Three investigations cleared the 21-year police veteran of any wrongdoing,
but he said in a note left behind to one of his two young sons that, "No matter
what I say, people will always be suspicious."
He killed himself while talking on the telephone to his supervisor, and at
his funeral a police lieutenant said, "If a person could give too much or care
too much, that person was Bill. Bill died in the line of duty as a police
officer."
The city retirement board determined that Yanco died in the line of work and
that his widow was entitled to pension benefits. A psychologist and psychiatrist
said his suicide was related to the job
But Mrs. Yanco was turned down when she sought help from the Justice
Department, which oversees death benefits under a law passed in 1976. Survivors
can receive a one-time payment of more than $100,000.
The law did not specify what types of death result in payments, so the
Justice Department spelled out such things as injuries from bullets, explosives,
sharp instruments, blunt objects, chemicals, radiation, bacteria, and climatic
conditions.
Mrs.
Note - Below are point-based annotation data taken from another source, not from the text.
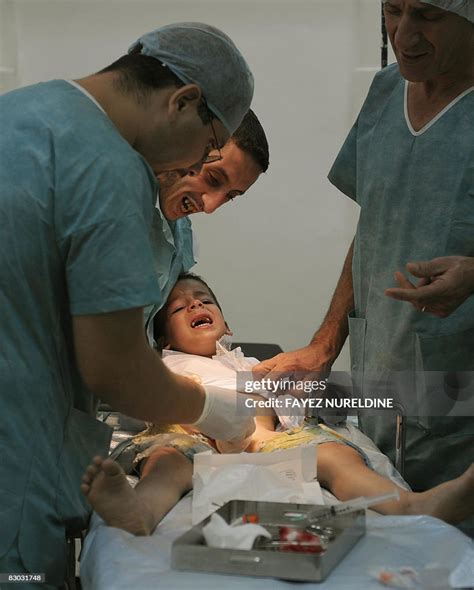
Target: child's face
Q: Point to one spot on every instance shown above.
(193, 320)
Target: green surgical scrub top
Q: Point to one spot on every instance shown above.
(76, 208)
(416, 194)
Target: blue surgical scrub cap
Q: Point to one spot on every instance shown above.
(464, 8)
(201, 54)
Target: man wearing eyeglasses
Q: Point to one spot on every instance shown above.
(77, 194)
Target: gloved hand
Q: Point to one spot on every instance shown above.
(221, 418)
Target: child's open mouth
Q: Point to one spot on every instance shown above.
(201, 321)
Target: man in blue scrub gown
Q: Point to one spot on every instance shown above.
(77, 195)
(408, 163)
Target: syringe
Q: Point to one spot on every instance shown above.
(345, 507)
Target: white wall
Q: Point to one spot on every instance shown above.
(274, 256)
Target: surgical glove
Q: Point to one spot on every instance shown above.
(220, 418)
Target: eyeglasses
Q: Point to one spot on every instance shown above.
(208, 158)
Yanco maintains that mental injuries like post-traumatic stress disorder
and depression should be added.
Solicitor General Theodore B. Olson, representing the Bush administration,
said that when Congress passed the law, records of the discussions "emphasize
the physical risks posed to public safety officers, but do not mention mental
dangers."
The United States Court of Appeals for the Federal Circuit agreed with the
Justice Department's interpretation of the law last year.
Allen told justices in filings that the terrorist attacks prove that the list
is incomplete.
"If an officer had an allergic reaction to airborne particles inhaled from
the World Trade Center on Sept. 11, can his family have certainty that the
(government) would consider the officer to have sustained an injury involving
physical assault or trauma to the body?" he asked.
The case is Yanco v. United States, 01-674.